Effects of late cyclosporine withdrawal on renal graft function and survival

J Nephrol. 2019 Apr;32(2):315-321. doi: 10.1007/s40620-018-0554-7. Epub 2018 Nov 15.

Abstract

Objective: Attempts to discontinue calcineurin inhibitors (CNIs) early after renal transplantation without conversion to an alternative immunosuppressive have failed due to high rates of acute rejection. Data on "late" CNI withdrawal are lacking so far.

Design and method: We carried out a matched case-control study on the effects of CNI withdrawal on graft loss and mortality in 90 patients (1500 screened) with advanced graft dysfunction (serum creatinine > 3.5 mg/dl) and a cyclosporine-based triple immunosuppressive regimen at the Charité University Hospital, Berlin.

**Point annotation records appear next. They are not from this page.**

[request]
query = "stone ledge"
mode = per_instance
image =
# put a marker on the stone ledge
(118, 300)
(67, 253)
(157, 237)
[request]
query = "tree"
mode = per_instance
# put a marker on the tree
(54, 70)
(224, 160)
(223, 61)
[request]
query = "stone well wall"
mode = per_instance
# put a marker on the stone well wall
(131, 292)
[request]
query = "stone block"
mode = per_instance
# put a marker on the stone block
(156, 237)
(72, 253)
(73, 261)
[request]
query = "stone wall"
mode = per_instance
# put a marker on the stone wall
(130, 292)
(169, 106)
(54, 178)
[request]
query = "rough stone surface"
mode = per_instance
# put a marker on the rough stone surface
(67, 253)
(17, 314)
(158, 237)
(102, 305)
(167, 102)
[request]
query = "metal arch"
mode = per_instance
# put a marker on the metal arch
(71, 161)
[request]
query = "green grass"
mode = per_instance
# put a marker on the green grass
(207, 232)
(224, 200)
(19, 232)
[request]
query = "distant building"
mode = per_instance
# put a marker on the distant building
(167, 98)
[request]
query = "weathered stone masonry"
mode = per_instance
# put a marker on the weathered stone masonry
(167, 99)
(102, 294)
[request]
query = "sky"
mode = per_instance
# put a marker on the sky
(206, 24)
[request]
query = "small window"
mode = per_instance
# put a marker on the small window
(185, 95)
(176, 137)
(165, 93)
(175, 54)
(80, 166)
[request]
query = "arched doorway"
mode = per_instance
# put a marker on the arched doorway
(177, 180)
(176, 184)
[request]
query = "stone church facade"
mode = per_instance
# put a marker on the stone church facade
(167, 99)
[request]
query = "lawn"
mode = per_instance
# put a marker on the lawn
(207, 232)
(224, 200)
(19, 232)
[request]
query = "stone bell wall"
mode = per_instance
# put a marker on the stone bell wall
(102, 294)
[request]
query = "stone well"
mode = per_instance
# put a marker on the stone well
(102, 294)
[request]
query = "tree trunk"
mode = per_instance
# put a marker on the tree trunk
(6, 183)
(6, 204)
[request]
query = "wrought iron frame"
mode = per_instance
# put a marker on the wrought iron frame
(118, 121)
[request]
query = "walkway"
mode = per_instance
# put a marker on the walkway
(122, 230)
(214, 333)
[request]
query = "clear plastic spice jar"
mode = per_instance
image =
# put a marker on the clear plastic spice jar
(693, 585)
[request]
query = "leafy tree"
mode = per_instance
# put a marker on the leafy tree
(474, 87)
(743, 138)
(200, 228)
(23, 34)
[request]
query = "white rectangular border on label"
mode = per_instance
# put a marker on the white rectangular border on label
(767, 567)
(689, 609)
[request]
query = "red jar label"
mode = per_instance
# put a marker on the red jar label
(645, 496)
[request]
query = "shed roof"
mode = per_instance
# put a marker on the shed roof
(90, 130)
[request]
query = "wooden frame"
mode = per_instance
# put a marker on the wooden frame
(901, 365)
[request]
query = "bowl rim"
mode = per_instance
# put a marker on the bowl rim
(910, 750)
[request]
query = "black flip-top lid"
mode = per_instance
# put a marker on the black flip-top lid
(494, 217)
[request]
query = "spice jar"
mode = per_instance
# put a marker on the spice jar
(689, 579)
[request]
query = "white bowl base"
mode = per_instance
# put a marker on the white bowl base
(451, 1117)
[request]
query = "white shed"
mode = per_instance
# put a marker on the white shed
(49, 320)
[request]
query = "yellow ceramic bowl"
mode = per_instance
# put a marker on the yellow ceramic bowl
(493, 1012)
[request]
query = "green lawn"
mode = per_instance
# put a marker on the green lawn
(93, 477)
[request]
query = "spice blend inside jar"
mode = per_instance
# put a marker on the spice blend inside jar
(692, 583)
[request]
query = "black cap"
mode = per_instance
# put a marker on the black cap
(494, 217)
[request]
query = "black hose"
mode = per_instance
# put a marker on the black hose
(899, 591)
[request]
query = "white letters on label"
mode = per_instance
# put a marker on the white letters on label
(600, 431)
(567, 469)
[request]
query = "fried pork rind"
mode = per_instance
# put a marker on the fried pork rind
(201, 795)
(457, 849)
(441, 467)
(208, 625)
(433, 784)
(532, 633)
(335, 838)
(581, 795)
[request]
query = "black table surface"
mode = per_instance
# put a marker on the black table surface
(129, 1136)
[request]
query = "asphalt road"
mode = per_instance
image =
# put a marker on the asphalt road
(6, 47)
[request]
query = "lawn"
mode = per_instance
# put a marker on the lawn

Results: Cyclosporine was withdrawn at a mean of 54.0 ± 32.8 months post-transplant in 45 subjects. Whereas estimated glomerular filtration rate (eGFR) did not significantly differ between the groups at this time (12.4 ± 2.7 vs. 14.7 ± 8.9 in the control group, p = 0.08), it was significantly higher in subjects undergoing withdrawal after 120 months (Δ 4.1 ml/min; p < 0.001). In a Cox regression analysis adjusted for age, gender and eGFR, patients with CNI withdrawal showed better survival rates for the combined endpoint death/graft loss (hazard ratio, HR [95% confidence interval]: 0.19 [0.12-0.33], p = 0.001) compared to matched controls. The survival benefit was significant for the endpoints death (p = 0.01) and graft loss (p = 0.001).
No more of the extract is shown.